Trailing price to earnings ratio is a sky-high 142 at the trailing twelve months’ earnings per share (EPS) of $0.61. Analysts’ average estimate for 2022 EPS is higher at $2.74/share for a forward price/earnings ratio of a 31.5.

At September 30, 2021, NextEra had liabilities of $94.4 billion, including $48.1 billion of long-term debt, and assets of $139.2 billion, giving a liability-to-asset ratio of 68%, standard for a utility.

Chart

With a dividend of $1.54/share, at the January 7, 2022, closing price the stock yields 1.8%.

NextEra has an average rating from fifteen analysts of 1.8, or “buy” leaning toward “strong buy.”

The ratio of enterprise value to EBITDA is 33, far above the preferred ratio of 10 or less: the stock is expensive relative to trailing EBITDA.

Positive And Negative Risks

Interest rate increases this year–with the Fed announcing it will raise rates up to three times starting in March–could impact NextEra and all utilities whose debt costs could rise. Moreover, higher interest rates could attract investors away from stocks with low dividends.

Labor, capital, and materials inflation prompting these rate increases is projected to continue this year. There is no certainty NextEra could raise rates enough to offset increased costs.

Florida growth could slow, and weather-like hurricanes–remains a significant risk factor.

Gas prices could rise again if higher production volumes meet increased demand from an improving industrial economy, extreme cold weather, or continued large liquefied natural gas exports to Europe and Asia.

A positive risk is the continued healthy increase of Florida’s population and economy.

Recommendations For NextEra

I recommend NextEra Energy to utility investors comfortable with the possible downside of inflation and interest rate increases in the utility sector. NextEra remains among the best utilities for its regulated FPL division in high-growth Florida and its experience and backlog as a renewables developer across the country for other utilities. Its venture into water and wastewater utilities in Texas comes at a very propitious time-just as Permian oil and gas producers need new solutions for millions of barrels per day of high-mineral, high-salt produced and flowback water.
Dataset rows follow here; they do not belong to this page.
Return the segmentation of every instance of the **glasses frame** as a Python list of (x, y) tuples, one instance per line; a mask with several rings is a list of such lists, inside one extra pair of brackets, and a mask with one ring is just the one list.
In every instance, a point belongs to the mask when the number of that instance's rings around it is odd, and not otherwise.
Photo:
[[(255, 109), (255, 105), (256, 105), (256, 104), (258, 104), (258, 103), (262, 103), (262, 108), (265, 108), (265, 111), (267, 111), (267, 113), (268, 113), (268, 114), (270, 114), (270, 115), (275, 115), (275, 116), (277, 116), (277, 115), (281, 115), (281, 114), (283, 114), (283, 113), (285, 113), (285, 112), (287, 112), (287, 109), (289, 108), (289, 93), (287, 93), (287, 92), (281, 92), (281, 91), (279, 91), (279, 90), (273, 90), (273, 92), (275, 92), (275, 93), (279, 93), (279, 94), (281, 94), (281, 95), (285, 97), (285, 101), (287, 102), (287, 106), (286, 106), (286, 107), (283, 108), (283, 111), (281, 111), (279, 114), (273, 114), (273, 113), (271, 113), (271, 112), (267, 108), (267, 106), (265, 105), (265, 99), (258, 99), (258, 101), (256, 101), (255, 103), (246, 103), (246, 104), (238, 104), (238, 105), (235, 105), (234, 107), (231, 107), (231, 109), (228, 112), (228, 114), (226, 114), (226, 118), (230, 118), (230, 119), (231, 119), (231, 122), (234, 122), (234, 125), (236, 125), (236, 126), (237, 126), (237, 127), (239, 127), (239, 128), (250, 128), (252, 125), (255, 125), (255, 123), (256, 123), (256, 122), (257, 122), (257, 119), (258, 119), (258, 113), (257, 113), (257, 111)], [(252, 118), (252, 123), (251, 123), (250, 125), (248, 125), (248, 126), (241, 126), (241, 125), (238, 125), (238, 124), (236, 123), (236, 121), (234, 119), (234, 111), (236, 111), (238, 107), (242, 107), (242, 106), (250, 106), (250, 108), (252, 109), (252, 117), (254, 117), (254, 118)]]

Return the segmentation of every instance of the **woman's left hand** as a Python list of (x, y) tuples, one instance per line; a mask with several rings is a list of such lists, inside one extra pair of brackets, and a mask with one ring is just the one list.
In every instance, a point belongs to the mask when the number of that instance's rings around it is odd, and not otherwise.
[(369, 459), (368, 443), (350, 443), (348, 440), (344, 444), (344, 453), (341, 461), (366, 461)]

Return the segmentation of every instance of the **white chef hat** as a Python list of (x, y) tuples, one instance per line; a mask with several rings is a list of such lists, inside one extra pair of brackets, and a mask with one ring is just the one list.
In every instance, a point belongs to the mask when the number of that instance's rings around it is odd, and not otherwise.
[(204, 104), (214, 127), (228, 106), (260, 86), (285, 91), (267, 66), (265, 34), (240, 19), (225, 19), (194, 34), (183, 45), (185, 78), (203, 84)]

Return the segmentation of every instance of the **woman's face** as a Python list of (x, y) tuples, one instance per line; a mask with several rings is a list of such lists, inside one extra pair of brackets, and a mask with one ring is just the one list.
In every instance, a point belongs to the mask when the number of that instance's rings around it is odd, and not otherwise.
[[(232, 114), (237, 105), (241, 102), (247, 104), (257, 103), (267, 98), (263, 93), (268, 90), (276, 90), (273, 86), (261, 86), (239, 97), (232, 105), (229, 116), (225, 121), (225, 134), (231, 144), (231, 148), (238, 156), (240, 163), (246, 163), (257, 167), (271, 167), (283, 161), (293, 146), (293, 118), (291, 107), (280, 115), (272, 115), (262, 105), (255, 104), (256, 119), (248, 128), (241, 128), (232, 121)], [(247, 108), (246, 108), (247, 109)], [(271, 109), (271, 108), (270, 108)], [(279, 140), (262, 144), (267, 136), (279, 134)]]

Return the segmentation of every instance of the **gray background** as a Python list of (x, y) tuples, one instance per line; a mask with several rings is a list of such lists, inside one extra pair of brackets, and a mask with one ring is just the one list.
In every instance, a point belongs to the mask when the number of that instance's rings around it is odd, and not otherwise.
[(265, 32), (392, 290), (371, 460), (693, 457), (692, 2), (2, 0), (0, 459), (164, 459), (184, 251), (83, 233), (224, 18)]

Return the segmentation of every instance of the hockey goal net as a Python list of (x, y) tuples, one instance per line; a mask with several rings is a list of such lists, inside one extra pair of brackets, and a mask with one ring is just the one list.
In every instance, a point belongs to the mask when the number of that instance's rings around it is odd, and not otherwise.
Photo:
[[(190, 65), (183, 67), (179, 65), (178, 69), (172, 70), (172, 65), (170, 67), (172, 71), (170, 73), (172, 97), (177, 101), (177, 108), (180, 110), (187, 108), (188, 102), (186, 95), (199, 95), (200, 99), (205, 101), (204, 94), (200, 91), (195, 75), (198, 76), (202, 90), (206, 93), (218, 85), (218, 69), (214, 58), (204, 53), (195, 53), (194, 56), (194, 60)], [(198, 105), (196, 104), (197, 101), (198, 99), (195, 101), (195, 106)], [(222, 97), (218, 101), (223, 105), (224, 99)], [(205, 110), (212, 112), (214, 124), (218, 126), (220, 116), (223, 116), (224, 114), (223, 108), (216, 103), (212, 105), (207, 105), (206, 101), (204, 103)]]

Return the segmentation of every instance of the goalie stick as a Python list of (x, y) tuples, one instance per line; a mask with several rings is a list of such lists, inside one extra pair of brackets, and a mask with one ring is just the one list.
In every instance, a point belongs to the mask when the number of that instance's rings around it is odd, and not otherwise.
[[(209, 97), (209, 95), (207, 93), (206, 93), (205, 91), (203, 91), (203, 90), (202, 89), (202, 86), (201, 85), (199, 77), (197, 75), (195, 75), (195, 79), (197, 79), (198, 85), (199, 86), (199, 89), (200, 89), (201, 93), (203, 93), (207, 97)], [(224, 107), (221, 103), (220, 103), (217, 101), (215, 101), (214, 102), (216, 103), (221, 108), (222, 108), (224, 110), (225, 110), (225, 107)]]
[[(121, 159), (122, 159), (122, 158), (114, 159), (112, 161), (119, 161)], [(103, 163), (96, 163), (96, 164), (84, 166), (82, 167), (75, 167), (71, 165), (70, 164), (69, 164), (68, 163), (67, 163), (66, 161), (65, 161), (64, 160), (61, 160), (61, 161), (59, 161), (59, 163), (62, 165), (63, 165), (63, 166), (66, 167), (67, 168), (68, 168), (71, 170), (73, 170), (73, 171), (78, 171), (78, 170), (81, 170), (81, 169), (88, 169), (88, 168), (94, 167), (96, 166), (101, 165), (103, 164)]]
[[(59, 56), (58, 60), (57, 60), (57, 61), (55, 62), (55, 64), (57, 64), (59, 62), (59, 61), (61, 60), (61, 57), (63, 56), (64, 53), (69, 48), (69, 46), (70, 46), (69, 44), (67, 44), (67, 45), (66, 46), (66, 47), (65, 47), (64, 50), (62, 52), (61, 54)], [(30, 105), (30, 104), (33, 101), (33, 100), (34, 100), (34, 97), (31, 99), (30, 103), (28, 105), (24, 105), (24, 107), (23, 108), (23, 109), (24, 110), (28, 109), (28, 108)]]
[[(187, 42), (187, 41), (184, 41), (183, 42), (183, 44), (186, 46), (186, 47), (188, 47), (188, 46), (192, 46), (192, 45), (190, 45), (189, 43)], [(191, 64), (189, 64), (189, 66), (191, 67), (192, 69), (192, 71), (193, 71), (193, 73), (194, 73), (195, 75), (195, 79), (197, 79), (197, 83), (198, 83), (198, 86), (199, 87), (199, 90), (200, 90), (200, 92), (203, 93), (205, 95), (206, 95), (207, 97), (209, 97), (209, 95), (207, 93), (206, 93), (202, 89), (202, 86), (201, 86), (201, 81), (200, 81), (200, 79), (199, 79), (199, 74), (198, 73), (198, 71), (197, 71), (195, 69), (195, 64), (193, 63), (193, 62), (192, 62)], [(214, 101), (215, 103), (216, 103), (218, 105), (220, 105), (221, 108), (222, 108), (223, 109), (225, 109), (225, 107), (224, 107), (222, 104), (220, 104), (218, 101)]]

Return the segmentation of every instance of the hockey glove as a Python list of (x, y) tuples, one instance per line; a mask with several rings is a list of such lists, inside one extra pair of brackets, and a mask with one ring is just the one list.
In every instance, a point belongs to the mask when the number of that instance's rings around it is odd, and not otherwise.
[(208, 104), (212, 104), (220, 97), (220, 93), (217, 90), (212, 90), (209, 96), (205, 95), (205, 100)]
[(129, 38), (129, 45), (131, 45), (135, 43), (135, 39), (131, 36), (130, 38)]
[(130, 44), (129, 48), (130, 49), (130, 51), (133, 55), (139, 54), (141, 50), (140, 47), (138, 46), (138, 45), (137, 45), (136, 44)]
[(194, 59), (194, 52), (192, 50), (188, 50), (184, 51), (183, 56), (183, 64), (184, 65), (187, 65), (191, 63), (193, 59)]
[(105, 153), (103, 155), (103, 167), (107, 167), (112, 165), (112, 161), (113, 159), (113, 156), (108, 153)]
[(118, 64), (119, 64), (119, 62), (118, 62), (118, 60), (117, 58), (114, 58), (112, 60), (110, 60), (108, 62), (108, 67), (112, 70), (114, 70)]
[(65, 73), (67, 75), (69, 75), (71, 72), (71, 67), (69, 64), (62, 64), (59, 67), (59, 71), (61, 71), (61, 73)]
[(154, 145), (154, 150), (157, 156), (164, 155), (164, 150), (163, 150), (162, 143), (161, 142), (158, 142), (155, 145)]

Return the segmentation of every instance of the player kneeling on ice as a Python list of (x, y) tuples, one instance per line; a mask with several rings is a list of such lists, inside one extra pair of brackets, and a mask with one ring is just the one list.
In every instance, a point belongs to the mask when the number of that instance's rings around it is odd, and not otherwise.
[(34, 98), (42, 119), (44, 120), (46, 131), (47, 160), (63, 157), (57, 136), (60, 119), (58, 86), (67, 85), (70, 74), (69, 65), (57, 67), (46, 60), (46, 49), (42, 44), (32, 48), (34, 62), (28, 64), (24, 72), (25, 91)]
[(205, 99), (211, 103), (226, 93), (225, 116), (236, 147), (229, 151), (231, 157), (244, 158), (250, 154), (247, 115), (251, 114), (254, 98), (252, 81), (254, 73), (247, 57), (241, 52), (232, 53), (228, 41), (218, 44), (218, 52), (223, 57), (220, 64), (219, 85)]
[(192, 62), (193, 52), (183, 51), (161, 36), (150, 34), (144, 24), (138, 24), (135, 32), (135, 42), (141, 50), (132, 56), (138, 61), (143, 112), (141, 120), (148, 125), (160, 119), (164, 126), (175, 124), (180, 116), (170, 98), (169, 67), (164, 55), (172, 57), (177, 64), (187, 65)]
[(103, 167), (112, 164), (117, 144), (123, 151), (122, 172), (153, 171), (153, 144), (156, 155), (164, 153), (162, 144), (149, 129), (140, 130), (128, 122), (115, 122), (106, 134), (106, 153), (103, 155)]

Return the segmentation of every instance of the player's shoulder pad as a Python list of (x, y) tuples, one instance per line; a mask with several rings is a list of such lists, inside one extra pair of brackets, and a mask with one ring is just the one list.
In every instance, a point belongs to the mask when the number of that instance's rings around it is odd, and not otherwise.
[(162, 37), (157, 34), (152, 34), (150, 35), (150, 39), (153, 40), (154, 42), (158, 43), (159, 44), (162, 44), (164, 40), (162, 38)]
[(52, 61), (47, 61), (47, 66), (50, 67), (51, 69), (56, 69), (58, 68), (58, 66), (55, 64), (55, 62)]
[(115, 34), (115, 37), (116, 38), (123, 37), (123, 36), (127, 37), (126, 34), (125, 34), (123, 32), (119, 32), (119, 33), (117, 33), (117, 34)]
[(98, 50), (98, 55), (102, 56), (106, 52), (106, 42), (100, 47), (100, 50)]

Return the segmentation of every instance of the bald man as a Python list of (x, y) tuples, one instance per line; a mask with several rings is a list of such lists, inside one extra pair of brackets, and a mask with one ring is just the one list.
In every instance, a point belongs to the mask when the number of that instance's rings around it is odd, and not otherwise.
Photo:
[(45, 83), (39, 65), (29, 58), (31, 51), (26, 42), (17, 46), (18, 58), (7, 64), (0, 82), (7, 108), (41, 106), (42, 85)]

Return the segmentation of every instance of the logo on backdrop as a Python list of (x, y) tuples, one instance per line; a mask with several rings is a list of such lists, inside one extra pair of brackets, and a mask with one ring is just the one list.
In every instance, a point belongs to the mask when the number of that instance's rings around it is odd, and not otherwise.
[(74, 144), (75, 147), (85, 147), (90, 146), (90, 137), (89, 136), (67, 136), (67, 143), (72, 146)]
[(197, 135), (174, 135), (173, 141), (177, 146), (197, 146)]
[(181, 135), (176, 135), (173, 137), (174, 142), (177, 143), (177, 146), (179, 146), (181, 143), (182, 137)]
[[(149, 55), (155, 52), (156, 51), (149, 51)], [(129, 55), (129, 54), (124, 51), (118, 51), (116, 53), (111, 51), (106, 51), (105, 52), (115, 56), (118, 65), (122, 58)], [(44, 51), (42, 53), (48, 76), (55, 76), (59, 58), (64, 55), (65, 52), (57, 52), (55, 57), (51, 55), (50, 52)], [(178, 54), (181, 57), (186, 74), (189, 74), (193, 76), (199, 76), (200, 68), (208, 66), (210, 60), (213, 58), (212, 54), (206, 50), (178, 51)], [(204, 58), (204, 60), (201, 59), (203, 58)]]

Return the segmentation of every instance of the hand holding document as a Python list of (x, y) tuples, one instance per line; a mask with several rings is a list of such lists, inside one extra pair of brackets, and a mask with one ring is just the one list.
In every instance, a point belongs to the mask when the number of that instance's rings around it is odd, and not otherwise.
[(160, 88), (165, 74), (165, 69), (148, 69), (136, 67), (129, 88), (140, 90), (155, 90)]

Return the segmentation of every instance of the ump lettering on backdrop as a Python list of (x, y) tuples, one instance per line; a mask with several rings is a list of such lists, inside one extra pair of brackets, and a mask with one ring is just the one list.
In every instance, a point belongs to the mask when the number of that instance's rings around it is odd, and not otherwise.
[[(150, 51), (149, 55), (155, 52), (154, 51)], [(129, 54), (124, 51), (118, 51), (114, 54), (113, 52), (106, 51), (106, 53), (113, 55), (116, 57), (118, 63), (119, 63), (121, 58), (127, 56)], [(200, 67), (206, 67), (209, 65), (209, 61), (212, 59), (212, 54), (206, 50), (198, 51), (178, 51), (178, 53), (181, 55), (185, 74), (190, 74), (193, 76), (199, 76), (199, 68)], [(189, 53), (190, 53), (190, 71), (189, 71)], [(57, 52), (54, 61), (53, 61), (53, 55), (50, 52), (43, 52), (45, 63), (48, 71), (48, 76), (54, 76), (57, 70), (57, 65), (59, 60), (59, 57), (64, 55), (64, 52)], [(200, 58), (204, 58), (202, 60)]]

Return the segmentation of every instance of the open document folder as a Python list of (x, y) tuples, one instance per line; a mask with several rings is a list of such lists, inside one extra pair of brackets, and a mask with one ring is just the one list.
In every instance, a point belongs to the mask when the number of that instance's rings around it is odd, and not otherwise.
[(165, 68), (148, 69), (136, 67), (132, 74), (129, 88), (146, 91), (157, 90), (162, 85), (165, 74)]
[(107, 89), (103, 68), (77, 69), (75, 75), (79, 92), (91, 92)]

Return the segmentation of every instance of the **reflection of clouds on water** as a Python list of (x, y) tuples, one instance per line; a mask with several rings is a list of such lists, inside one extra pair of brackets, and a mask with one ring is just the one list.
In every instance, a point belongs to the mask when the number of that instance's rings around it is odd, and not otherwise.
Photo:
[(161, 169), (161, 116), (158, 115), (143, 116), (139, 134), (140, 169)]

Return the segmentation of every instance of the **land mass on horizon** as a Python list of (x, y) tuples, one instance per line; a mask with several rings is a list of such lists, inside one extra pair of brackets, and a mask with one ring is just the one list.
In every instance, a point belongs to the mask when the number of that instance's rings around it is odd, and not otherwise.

More generally, NextEra has continued to prove the value of its operating model, with the split between renewable projects and a high-growth utility. Its price-earnings ratio is steep and its 1.8% dividend is small, albeit with an expectation of a 10% increase in the dividend rate in 2022. Given management’s expectations of increasing EPS at 6-8%/year, low-beta-stock seekers, ESG investors and some growth investors may continue to find this stock of interest.

NextEra fills a key niche as the country’s largest renewable power generator coupled with growing, consumer-friendly (less expensive) utility retail operations in the attractive Florida market.